We will now work through an example where the principal components cannot easily determined by inspection.
Given 4 data points in 2 dimensions:
[mathjaxinline]\displaystyle \displaystyle \mathbf{x}^{(1)}[/mathjaxinline] [mathjaxinline]\displaystyle =[/mathjaxinline] [mathjaxinline]\displaystyle (0,2)[/mathjaxinline]
[mathjaxinline]\displaystyle \mathbf{x}^{(2)}[/mathjaxinline] [mathjaxinline]\displaystyle =[/mathjaxinline] [mathjaxinline]\displaystyle (0,-2)[/mathjaxinline]
[mathjaxinline]\displaystyle \mathbf{x}^{(3)}[/mathjaxinline] [mathjaxinline]\displaystyle =[/mathjaxinline] [mathjaxinline]\displaystyle (1,1)[/mathjaxinline]
[mathjaxinline]\displaystyle \mathbf{x}^{(4)}[/mathjaxinline] [mathjaxinline]\displaystyle =[/mathjaxinline] [mathjaxinline]\displaystyle (-1,-1)[/mathjaxinline]
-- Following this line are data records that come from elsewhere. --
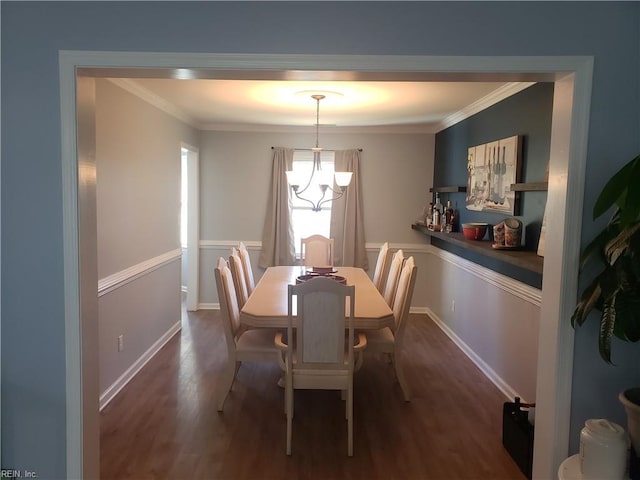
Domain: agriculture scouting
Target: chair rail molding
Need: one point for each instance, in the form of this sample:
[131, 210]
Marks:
[118, 279]
[521, 290]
By inspection, roughly estimate the direction in which the (empirical) variance is the largest. (There is no answer box for this question.)
Find the spectral decomposition of the [mathjaxinline]\mathbf{S}[/mathjaxinline]. That is, find the eigenvalues and their corresponding eigenvectors.
Enter the eigenvalues in decreasing order (so [mathjaxinline]\lambda _1>\lambda _2[/mathjaxinline].)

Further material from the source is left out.